La trilogia espositiva ha inaugurato nel 2025 con la mostra Matermània/Matermanìa, in cui sei artisti hanno approfondito il soggetto della maternità, inteso come primo momento di collettività in cui l’io diventa noi. Il secondo episodio, L’ombra delle lucciole, ha proseguito il percorso mettendo al centro l’aspetto ontologico dell’opera d’arte, trattando la luce come lux e non come lumen.

Al centro del nuovo progetto espositivo si colloca la contemplazione, intesa come potenza creativa e generativa secondo la concezione formulata nelle Enneadi da Plotino. di polvere le stelle si articola in tre momenti nei quali l’essere umano si confronta con l’immensità dell’universo e con la profondità del proprio io più autentico, divenendo al tempo stesso soggetto e oggetto dell’esperienza contemplativa.

I primi due ambienti introducono il visitatore a una discesa attraverso le tenebre della galleria oscurata. Il primo spazio si configura come soglia tra l’esterno – il mondo della quotidianità e della frenesia – e la dimensione interiore della mostra. Il secondo coincide invece con l’attraversamento dello spazio espositivo immerso nell’oscurità. Il pubblico, in forzato silenzio, si trova a leggere lo spazio, non tramite la vista ma attraverso gli altri sensi. Deve attendere che nel buio si apra la possibilità di vedere.
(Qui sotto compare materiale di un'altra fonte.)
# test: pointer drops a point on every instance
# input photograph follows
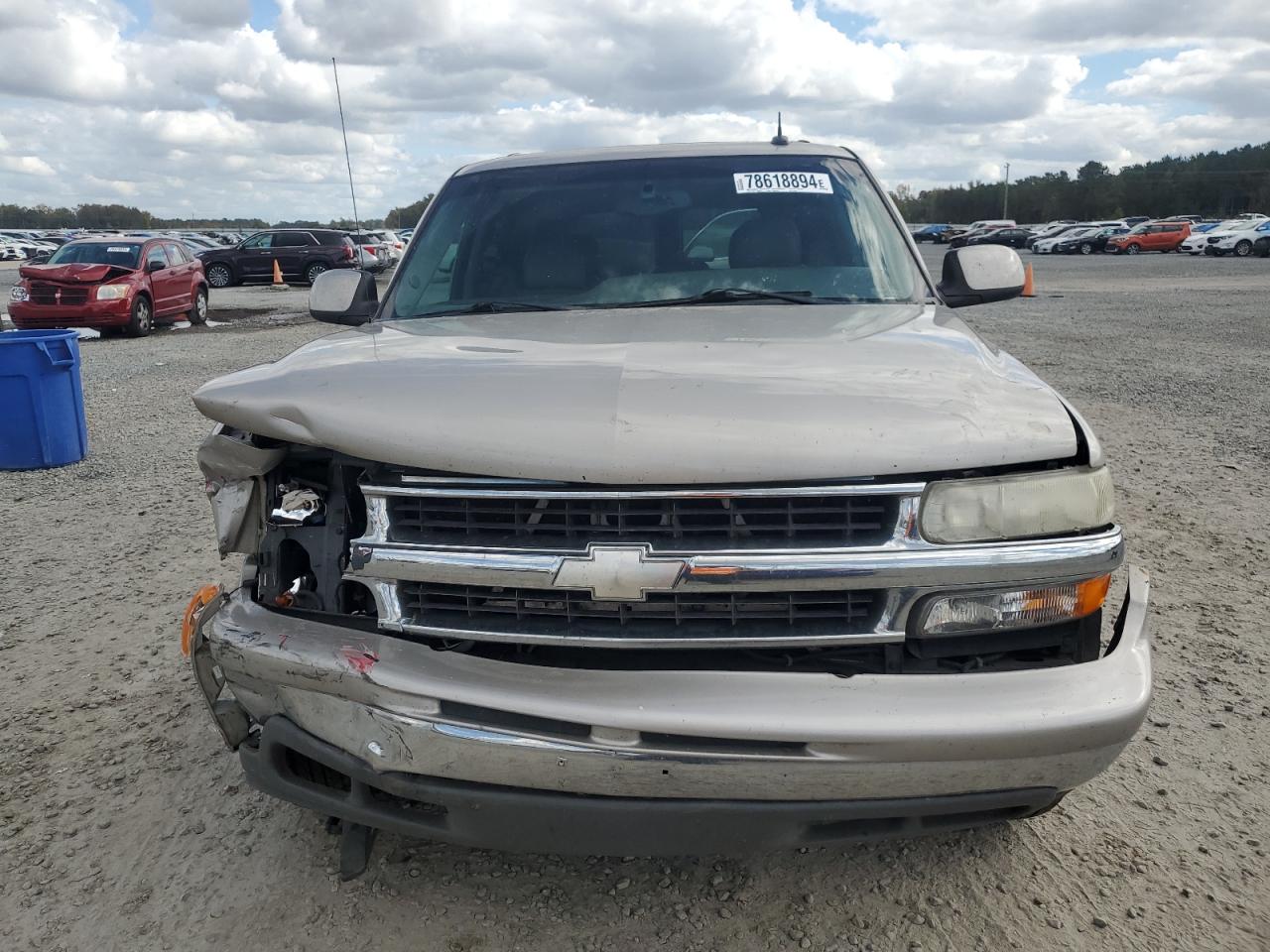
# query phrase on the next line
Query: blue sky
(236, 114)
Nel terzo ambiente, anch’esso immerso nell’oscurità, trova posto l’installazione Lago di stelle (nella sua versione del 2026). All’interno di una camera oscura, uno specchio collocato a terra riflette una volta stellata proiettata sul soffitto, restituendo allo spettatore la propria sagoma immersa in un abisso cosmico. L’opera invita a contemplare la materia originaria condivisa tra uomo e universo – carbonio e silicio presenti tanto nel corpo umano quanto nello spazio celeste. L’esperienza è completata da un paesaggio sonoro immersivo che amplifica la dimensione percettiva dell’installazione.

L’intero percorso si configura come un’esperienza di contemplazione: ritrovarsi negli elementi da cui proveniamo, la “polvere di stelle” evocata dal titolo della mostra, e riscoprire, attraverso la materia e l’arte, il senso stesso dell’esistere. Non una separazione tra anima e corpo, ma una riconciliazione profonda con la propria fisicità e con le facoltà sensibili dell’essere umano.
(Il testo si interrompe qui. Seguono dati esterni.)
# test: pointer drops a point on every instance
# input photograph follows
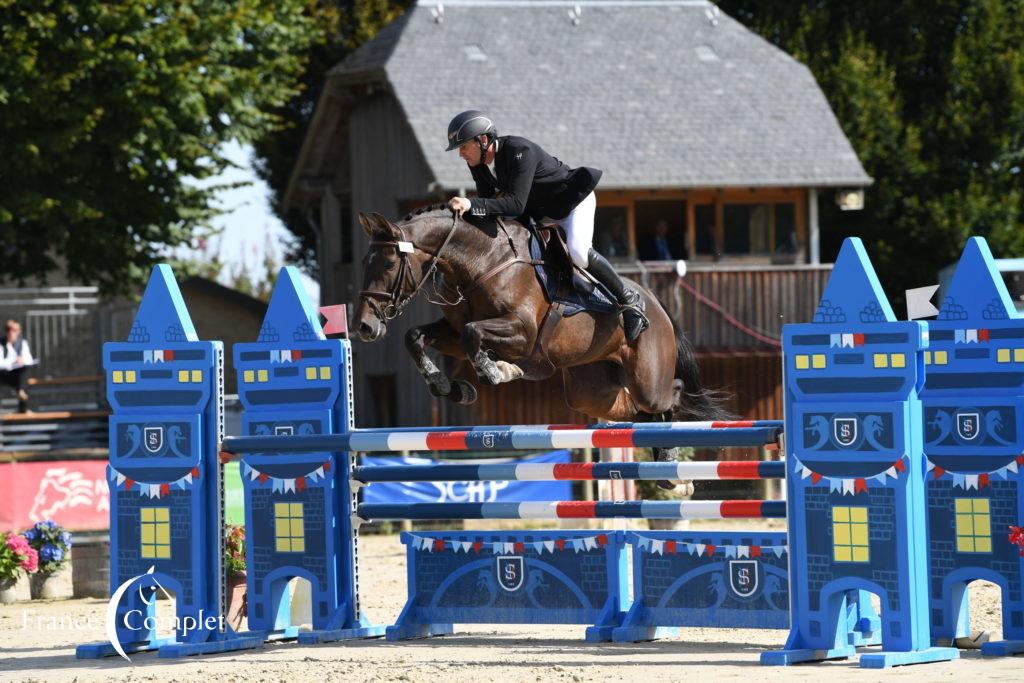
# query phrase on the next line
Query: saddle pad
(564, 288)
La proposta assume inoltre una valenza politica in senso ampio, configurandosi come riflessione sul destino comune che lega esseri umani, rocce, piante e animali all’interno dello stesso ecosistema planetario. Una domanda attraversa l’intero progetto: non siamo forse costituiti dalla stessa materia?

Il progetto di Stefano Mario Zatti si presenta così come un’installazione immersiva e percettiva articolata attraverso due grandi installazioni ambientali.